John Lewis already offered personal styling but is upping the ante by giving over floor space to the self-contained style studios. Although not as plush as in designer stores such as Selfridges where multilingual helpers operate out of suites themed around muses such as pop icon Grace Jones, the space is comfortable and welcoming – not unlike the furniture department. Two studios have opened so far and a further three will follow.The service is also being upgraded in other stores.
But it’s not just women who want fashion advice. The store’s male stylist, Gursh Reandi, recounted his recent success with a retired soldier, whose wardrobe was found wanting when he started online dating. “He had the classic gentry vibe that comes with Sandhurst training but we brought his look up to date,” says Reandi, who previously ran his own fashion business in Essex, dressing Premier League footballers and the cast members from The Only Way Is Essex.
“My mind is a database so I can just tell,” Reandi explains of the mental feat that enables him to map a customer’s physique to the perfect pair of jeans. “He might be wearing jeans that are too straight a fit, which makes your legs look wider and shorter. They are conscious of not wanting to look like Joey Essex in spray-ons but you can’t confuse the words slim with skinny. It’s a different look altogether.”
Desperate price cutting by the stricken House of Fraser in the run up to last month’s financial rescue by Sports Direct has made life very difficult for John Lewis and Debenhams which has suffered a collapse in its share price. When the John Lewis Partnership reported its figures for the first six months of 2018, the eponymous department store chain was the red. But despite the red ink, sales on John Lewis’s fashion floors were up 1.2%, with womenswear ahead 4.1%.
Debenhams boss Sergio Bucher is following suit.
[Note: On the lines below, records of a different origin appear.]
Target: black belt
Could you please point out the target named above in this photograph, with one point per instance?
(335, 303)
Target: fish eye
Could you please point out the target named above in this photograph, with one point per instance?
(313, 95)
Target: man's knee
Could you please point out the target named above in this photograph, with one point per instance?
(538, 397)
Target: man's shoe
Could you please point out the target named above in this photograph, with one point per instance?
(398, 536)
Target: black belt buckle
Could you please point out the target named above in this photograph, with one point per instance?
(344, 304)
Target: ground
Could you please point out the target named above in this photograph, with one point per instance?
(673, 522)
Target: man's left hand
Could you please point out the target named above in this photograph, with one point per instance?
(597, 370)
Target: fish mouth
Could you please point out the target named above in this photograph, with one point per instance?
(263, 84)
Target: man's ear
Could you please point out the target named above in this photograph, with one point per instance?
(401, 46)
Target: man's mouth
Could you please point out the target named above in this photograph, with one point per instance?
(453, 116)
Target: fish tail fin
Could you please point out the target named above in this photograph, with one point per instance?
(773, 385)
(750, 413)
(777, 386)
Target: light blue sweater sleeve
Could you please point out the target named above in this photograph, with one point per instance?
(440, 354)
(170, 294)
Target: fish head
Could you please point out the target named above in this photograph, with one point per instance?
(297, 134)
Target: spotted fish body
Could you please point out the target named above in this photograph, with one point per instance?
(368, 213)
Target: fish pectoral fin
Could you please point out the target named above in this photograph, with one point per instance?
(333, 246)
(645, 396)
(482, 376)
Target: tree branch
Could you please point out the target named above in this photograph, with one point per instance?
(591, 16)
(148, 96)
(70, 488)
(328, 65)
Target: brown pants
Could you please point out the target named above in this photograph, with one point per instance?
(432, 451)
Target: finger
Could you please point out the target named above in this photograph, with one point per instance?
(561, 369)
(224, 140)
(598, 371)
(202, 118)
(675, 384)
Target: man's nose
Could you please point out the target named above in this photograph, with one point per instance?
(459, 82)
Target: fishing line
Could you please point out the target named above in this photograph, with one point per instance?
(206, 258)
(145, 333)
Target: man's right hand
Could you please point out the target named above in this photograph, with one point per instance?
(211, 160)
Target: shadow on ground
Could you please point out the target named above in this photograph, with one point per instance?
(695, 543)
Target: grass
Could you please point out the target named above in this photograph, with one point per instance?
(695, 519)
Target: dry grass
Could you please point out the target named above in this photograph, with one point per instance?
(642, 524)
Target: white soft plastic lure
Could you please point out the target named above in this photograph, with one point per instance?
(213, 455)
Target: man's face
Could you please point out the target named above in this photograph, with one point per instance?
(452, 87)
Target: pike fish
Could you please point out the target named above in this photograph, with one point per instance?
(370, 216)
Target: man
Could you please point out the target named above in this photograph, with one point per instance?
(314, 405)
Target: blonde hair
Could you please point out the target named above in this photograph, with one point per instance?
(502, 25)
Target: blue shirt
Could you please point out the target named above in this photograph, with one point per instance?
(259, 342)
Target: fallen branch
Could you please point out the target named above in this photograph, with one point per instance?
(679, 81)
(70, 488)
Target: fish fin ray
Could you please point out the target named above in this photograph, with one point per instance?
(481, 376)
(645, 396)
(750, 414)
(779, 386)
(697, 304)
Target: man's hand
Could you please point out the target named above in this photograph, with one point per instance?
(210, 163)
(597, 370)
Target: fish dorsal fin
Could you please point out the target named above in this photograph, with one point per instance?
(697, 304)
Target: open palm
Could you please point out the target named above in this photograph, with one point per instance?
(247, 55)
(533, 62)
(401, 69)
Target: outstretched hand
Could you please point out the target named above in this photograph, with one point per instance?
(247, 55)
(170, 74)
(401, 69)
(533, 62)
This week he unveiled a new look store in Watford, offering personal styling, beauty makeovers and bars selling prosecco and gin and tonic, alongside its clothing ranges. The idea, he said, was to make shopping “a fun, leisure activity”.
My very own personal stylist experience
The hot pink coat hanging on the clothes rail immediately set off alarm bells and threatened to confirm my instinct that seeking fashion advice in a mid-market department store could only end badly.
I write about shopping and shops everyday, and used to love fashion, but since becoming a mum have bought most of my clothes online. The prospect of being sized up by a stranger, even if they wanted to help, did not appeal.
But it turns out having a personal fashion slave at your disposal for a couple of hours is actually quite nice. At no point did anyone say “bangers” or aggressively hoik my bra straps and the stylist, LucyKnight, listened closely when I told her the brands I liked before scurrying off to gather outfits.
Like Pat Butcher, who stuck by her 80s makeup look, it’s easy to get stuck in a fashion rut. But Lucy patiently explained not all clothes have “hanger appeal” as I sniffed at a blue Hobbs dress emblazoned with red flowers.
I had tasked her with finding me a new winter coat and initially struck a bum note with a camel-coloured “coatigan” that made me look like a matryoshka doll. But under her guidance I was forced to reappraise the tailoring of high street brands such as Reiss (not just bandage dresses aimed at Kate Middleton types) and Ted Baker, which I’d written off when I turned 40. A slate-coloured Reiss pea coat fitted my shoulders neatly and, crucially, the straight cut did not make my bum look bigger. The more sensible khaki version could easily do for winter commuting on public transport.
The biggest revelation though, was when she popped out to get a pair of jeans to try on with the coat. Here we go, I thought, and sighed out loud. But to my amazement she came back with a pair of black Levis that fitted perfectly, sparing me what must be one of the most soul destroying shopping missions.
I never did try on the pink coat though.